# Fluff for upcoming Word Bearers army



## Dirge Eterna (Apr 30, 2007)

The red-armored giant growled. The marine next to him flinched.

Lord Zadakiel stepped from the throne with one flowing movement, the weight of his ancient Terminator armor nonexistant. 

His second stepped next to him. A large power armored figure, Krathos might make an excellent sucessor if something.._unfortunate_ didn't happen to him first. The Lord of the Word Bearers strode across the floor of his command barge, stopping at the plasteel window of the observation bay.

Krathos examined a grubby data-slate, and turned to his lord.

"The world is sixty-five percent urban in nature, my lord. The rest is mostly farmland, with scattered forests and deep-bore mines. All defenses and orbital batteries have been eliminated, and the Chirumeks have assured me their communications are jammed."

Zadakiel considered this for a moment.

"Krathos, bring up the _Hellforger_, I will lead the assault personally."

"Of course, my lord."

Krathos scurried away. No doubt in a few moments his venerable Land Raider would be pulled by vast chains up from The Pit, as they called it. The large holding cell for the demonic vehicles of the Word Bearers.

Zadakiel turned to the cowering tech-priest in the corner.

"Activate the lift."

The Lord stood back as the section of floor he stood upon decended to the loading docks. He passed slave trains, the torture decks, the Pit's entrance (He noticed one of Krathos' Marines body on the floor, the _Hellforger_ had an appetite.), and finally came to rest at the hangers.

Dreadnought Rekald storde to meet him, the vast war engine's steps shaking the deck.

"Lord Zadakiel, it pleases me greatly to serve you once more." rumbled Rekald

"I have no doubt." replied Zadakiel conversationally, as he eyed Krathos hoisting the war engines into the transports.

Rekald's vox fizzed, then "My lord, it occurs to me that we are far overestimating the enemy. Are you sure you wish to commit so much of the band?"

The Dark Apostle chuckled. "Rekald, you are my greatest comrade and a faithful servant, but above all you do not know who you are fighting."

The ancient machine took the compliment with a click-hiss from it's plasma cannon. The other marines often backed away when Rakald powered up his plasma cannon, but Zadakiel had known his comrade long enough to know it as a symbol of immense gratitdue.

"Then enlighten me, lord, so I may serve you better."

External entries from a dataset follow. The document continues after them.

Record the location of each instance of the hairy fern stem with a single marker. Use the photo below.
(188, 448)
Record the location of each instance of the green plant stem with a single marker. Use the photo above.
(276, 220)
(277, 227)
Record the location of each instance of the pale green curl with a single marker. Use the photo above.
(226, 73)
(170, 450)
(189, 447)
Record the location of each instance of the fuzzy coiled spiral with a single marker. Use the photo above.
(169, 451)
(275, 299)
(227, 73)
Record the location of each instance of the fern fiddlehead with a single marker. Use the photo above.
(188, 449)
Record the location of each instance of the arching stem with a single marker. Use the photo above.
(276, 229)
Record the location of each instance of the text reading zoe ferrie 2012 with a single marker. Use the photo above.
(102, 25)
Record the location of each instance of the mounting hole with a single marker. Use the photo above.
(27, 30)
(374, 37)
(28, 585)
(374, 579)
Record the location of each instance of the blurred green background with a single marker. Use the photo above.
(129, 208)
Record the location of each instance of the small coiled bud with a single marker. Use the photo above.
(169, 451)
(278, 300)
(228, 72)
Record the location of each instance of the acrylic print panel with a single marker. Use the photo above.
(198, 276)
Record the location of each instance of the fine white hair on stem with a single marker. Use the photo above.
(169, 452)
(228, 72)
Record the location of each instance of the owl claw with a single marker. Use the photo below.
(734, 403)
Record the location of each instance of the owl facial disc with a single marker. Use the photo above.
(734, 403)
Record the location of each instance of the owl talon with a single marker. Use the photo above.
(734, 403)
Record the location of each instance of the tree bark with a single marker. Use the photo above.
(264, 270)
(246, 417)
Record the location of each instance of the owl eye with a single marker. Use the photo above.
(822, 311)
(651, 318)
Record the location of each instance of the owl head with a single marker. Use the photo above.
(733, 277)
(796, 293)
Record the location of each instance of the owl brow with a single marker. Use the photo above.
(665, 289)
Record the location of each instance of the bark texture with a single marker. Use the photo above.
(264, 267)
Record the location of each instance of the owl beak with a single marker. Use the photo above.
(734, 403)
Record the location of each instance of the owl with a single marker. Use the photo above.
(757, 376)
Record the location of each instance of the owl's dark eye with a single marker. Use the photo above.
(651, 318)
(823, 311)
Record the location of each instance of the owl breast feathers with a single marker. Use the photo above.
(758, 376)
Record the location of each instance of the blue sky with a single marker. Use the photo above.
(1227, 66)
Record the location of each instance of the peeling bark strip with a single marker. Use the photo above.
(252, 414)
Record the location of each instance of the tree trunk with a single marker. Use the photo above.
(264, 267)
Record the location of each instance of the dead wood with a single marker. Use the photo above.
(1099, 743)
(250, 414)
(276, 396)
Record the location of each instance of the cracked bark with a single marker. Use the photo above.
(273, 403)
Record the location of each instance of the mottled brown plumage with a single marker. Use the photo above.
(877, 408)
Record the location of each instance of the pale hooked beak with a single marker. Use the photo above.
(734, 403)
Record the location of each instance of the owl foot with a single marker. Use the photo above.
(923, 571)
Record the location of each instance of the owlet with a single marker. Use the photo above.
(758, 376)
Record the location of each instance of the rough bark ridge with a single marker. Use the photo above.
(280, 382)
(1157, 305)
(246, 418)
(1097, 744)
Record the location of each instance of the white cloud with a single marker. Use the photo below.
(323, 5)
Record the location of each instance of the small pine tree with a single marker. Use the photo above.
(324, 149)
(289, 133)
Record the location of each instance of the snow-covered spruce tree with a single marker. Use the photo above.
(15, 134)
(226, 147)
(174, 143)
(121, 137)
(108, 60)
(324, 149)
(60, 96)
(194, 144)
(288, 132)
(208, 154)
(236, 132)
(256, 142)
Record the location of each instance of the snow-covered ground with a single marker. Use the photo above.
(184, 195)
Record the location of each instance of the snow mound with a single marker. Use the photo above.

"We got to fight the Space Marines of the False Emperor, my friend. We go to fight the Ultramarines."


----------



## Initiate (Mar 25, 2007)

nice piece of fluff. However i saw somethings like a piece in the beginning, that had space marine and flinch in the same sentence. Marines do not flinch unless their thumb is cut off.


----------



## Dirge Eterna (Apr 30, 2007)

Well, I figure Krathos has seen enough of Zadakiel to know when to be alert for a demon weapon through his neck. Also, I think that Chaos Marines are a bit more....self-preservant then the selfless Imperial Space Marines.

-Dirge


----------